I did have a nice FWB on bumble (emotional unavailable for actual dating, and a flake on top of it, so we didn't last very long) but I asked him out and I've learnt my lesson because it always felt I made more effort then he did.

Maybe I should brave tinder?

OP posts:
user1481840227 · 18/10/2021 23:35

@CheshireChat

I get where the OP is coming from as far too many men believe that if the woman makes the first move, then she also forsakes all boundaries as well Hmm.
They are obviously shit men then and it's nothing to do with her making the first move. They would treat all women the same regardless of which one made the first move.

Likewise to the pp who said she's had "well I wasn't that bothered but you asked me out" thrown at her. Men say that type of stuff all the time "I only asked you out because....." and then something insulting.

That's just the type of men they are and their personalities and the way they treat women or respect women is not going to be any different based on who asked who out in the first place.

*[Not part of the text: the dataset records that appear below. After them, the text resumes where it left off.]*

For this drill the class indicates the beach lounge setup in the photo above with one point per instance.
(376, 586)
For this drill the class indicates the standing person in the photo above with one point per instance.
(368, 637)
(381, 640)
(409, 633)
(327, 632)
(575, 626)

aurynne · 19/10/2021 03:25

"Where do the 'alpha' men all hang out?" --> In the pubs, bars, gyms... talking to real women in real life

TossaCointoYerWitcher · 20/10/2021 00:30

@aurynne

"Where do the 'alpha' men all hang out?" --> In the pubs, bars, gyms... talking to real women in real life
Also posing holding big, alpha fish they proactively caught on other dating sites like Match, POF, etc… (sorry, couldn’t resist…Grin)

Being serious though, Match, POF, etc would be the first ones I’d look at - I live in a rural area and they had a decent enough pool of people to pick from even there. Tinder’s got more of a reputation of a FWB/hook-up app nowadays, hasn’t it?